ATHENS — Mark Richt was not accepting the premise of the question.
The subject was Georgia’s tight ends, who, it was pointed out to Richt on Tuesday, have only caught 11 passes this season. What’s changed with Brian Schottenheimer and the use of the tight ends in his offense, a reporter asked?
“Well I don’t know how that rates to last year,” Richt answered. “You got any stats on that?”
Yes, the reporter answered, Jeb Blazevich had nine catches through six games last year.
“OK, well he might’ve been the only one, I don’t know,” Richt said.
There was no follow-up, but Jay Rome caught seven passes over the first six games last year. So 16 total catches by the tight ends at this point last year, and 11 this year.

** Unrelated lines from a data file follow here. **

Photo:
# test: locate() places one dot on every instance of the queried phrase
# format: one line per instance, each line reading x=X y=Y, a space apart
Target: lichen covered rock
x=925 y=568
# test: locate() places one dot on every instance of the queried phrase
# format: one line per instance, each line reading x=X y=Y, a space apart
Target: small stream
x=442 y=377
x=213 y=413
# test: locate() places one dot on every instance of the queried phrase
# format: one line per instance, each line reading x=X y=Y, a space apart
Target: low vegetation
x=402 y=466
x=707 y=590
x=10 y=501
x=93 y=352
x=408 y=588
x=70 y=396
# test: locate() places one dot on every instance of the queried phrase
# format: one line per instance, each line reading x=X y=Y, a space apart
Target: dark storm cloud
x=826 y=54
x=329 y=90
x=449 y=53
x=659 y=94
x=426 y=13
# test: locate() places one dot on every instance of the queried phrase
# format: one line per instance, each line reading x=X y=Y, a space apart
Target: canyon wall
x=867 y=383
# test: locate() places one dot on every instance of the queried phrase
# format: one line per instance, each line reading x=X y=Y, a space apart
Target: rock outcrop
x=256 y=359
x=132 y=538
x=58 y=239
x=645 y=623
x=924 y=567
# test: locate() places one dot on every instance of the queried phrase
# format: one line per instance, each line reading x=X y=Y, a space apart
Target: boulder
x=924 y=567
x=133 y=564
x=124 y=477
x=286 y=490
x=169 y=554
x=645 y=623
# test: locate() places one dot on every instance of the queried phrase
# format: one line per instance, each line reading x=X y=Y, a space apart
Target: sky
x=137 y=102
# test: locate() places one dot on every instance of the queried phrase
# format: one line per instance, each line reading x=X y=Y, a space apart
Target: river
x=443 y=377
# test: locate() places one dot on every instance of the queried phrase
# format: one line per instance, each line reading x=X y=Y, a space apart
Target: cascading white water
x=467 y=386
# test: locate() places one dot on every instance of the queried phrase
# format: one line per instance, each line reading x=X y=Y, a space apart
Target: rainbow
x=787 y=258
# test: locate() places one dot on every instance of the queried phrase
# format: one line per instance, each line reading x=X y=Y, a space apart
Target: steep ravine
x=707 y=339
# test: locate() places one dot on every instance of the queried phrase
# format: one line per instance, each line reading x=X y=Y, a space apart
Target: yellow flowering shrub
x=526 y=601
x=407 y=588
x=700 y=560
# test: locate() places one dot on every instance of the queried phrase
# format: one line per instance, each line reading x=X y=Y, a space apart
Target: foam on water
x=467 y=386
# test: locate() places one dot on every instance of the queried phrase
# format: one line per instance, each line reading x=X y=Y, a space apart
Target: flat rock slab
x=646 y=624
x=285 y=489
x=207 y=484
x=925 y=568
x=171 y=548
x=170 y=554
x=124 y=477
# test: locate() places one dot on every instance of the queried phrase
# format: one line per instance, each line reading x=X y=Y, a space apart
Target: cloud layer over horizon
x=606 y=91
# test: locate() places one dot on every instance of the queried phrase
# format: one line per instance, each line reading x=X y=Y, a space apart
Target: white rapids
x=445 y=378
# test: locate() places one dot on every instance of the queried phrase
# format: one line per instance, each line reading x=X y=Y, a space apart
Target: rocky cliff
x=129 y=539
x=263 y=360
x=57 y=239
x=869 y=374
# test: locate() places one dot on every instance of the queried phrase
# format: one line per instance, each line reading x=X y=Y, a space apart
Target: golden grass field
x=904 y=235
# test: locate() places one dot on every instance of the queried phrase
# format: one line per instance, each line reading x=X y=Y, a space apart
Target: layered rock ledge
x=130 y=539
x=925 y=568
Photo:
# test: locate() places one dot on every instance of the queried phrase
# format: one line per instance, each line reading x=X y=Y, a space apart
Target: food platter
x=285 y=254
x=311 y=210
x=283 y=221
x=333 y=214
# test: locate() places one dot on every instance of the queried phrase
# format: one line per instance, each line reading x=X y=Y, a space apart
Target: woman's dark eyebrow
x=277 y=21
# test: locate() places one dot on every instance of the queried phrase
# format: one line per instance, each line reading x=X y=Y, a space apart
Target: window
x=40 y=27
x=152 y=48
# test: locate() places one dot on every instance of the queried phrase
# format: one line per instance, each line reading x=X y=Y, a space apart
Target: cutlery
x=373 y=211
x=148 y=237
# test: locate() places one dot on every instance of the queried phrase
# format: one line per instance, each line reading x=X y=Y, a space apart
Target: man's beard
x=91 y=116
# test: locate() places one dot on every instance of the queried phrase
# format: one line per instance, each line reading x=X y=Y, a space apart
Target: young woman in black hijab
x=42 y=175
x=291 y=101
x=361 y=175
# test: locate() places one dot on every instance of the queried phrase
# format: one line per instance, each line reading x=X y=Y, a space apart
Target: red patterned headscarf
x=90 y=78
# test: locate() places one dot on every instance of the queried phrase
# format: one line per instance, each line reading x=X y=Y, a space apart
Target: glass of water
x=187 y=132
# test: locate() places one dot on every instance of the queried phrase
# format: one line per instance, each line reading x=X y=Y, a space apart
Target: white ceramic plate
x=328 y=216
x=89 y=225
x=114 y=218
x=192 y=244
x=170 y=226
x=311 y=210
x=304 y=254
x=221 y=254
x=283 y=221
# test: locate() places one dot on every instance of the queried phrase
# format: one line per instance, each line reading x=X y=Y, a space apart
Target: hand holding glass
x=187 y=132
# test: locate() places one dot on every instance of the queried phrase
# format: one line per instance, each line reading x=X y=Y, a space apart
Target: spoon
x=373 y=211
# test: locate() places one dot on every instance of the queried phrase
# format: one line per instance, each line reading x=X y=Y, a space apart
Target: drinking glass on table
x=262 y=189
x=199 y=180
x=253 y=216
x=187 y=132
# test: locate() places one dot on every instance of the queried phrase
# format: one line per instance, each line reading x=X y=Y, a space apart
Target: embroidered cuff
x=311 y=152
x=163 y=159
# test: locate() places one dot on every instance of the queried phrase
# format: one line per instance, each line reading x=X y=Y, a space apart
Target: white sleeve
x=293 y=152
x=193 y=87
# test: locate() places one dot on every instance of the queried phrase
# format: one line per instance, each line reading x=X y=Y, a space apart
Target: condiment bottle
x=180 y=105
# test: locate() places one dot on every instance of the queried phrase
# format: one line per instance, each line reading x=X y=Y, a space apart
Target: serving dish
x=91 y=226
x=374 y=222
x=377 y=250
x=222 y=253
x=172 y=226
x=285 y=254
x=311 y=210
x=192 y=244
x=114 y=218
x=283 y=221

That’s not a huge drop-off, but the involvement of the tight ends has been surprisingly meager, considering the preseason talk about how deep Georgia is there. And at its best the offense has involved the tight ends:
In the 52-20 thumping of South Carolina, Jackson Harris, Blazevich and Rome combined for five catches and 68 yards. In the other five games, it’s six catches for 78 yards. There were zero tight end receptions in the loss to Alabama, and only two in the loss to Tennessee.
Richt also got a question about the tight ends on his radio show Monday night. Both times he answered by explaining the idea of “progressions” in Georgia’s passing offense.
“If a guy’s open, we throw it to him. That’s the goal,” Richt said. “Sometimes the tight end is the guy in the progression who breaks open first. Sometimes he doesn’t. We’re not doing really a whole lot different.”
The tight ends are still playing a lot, as Richt and Blazevich pointed out. Georgia is using a lot of double tight-end sets, and is often flexing the tight end out as a receiver.
“We’re still contributing, just maybe with not the same flare,” Blazevich said.
Blazevich has been held without a catch the past two games. He denied being hurt, at least enough that it’s affecting the gameplan.
“There’s a ton of different factors but all I can worry about is me and what I’m doing. So I need to get better,” Blazevich said. “I’m just honored to be a part of this offense in any facet, so if I block all the time and have the glory of a lineman (that’s fine.) I’m still out there. People might not know I’m playing if I’m not getting the ball.”